RAC agreed with the proposal of the dossier submitter, but due to lack of data did not provide a recommendation on whether or not to confirm the existing classification as harmful if inhaled. In addition RAC agreed to classify chloralose as toxic if swallowed (Acute Tox. 3, H301).
N,N dimethylacetamide (DMAC), an aprotic solvent is mainly used as a combined solvent and reaction catalyst in the production of agrochemicals, pharmaceuticals and fine chemicals.
The substance currently has a harmonised classification in Annex VI to the CLP Regulation as harmful if inhaled and in contact with skin and as a substance which may damage the unborn child (presumed human reproductive toxicant) with a specific concentration limit (SCL) of 5%.
RAC agreed to the proposal by the Netherlands to remove the SCL relating to the classification as presumed reproductive toxicant (Repr. 1B; H360) so that the generic concentration limit (GCL) of 0.3% applies.
Iodomethane is used in the EU as an industrial and pharmaceutical methylating agent and as an intermediate in pharmaceutical and pesticide manufacture. It is also imported into the EU and stored for despatching outside of the EU for the same uses.
The substance currently has a harmonised classification in Annex VI to the CLP Regulation as suspected of causing cancer, toxic if swallowed or inhaled, harmful in contact with skin, a substance which may cause respiratory irritation and which causes skin irritation.
The dossier submitter, the United Kingdom, proposed to remove the classification as suspected of causing cancer.
RAC agreed to retain the classification of iodomethane as suspected of causing cancer (Carc. 2; H351).
PFNA is primarily used as a processing aid for fluoropolymer manufacture, most notably for polyvinylidene fluoride.
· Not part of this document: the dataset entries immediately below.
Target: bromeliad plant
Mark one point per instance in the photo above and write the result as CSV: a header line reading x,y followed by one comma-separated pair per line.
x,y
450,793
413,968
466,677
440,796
PFNA is also used as a lubricating oil additive, surfactant for fire extinguishers, cleaning agent, textile antifouling finishing agent, polishing surfactant, and in liquid crystal display panels.
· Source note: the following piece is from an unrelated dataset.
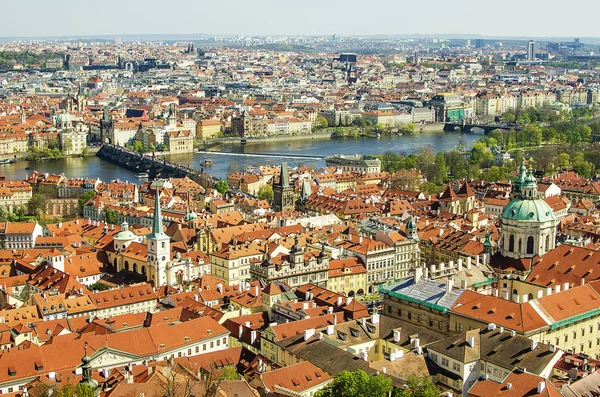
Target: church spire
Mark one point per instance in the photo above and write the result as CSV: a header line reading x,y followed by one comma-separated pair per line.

The substance has currently no entry in Annex VI to CLP.
RAC agreed to classify PFNA as harmful if swallowed and if inhaled, as causing serious eye damage, as a substance which is suspected of causing cancer (Carc. 2; H351) and harm to breast-fed children (Lact.; H362). RAC also agreed to classify the substance as causing damage to liver through prolonged or repeated exposure, but added thymus and spleen to the list of affected target organs. As to reproductive toxicity, RAC shared the view of the dossier submitter to classify PFNA as a substance which may damage the unborn child (Repr. 1B; H360D). In addition, RAC agreed to classify PFNA as Repr. 2 for fertility effects. Therefore an overall reproductive toxicity classification as Repr. 1B (H360Df) was concluded.
The opinions will be available at the following link in the near future:
The role of RAC in EU regulatory processes
The Committee is responsible for preparing the opinion of the Agency on applications for authorisation, proposals for restrictions and proposals for harmonised classification and labelling. RAC also prepares opinions on specific questions relating to risks of chemicals to human health or the environment and on any other aspects concerning the safety of substances at the Executive Director's request. The final decision for proposals for harmonised classification and labelling, for proposals for restrictions as well as on applications for authorisation will be taken by the European Commission through a committee procedure.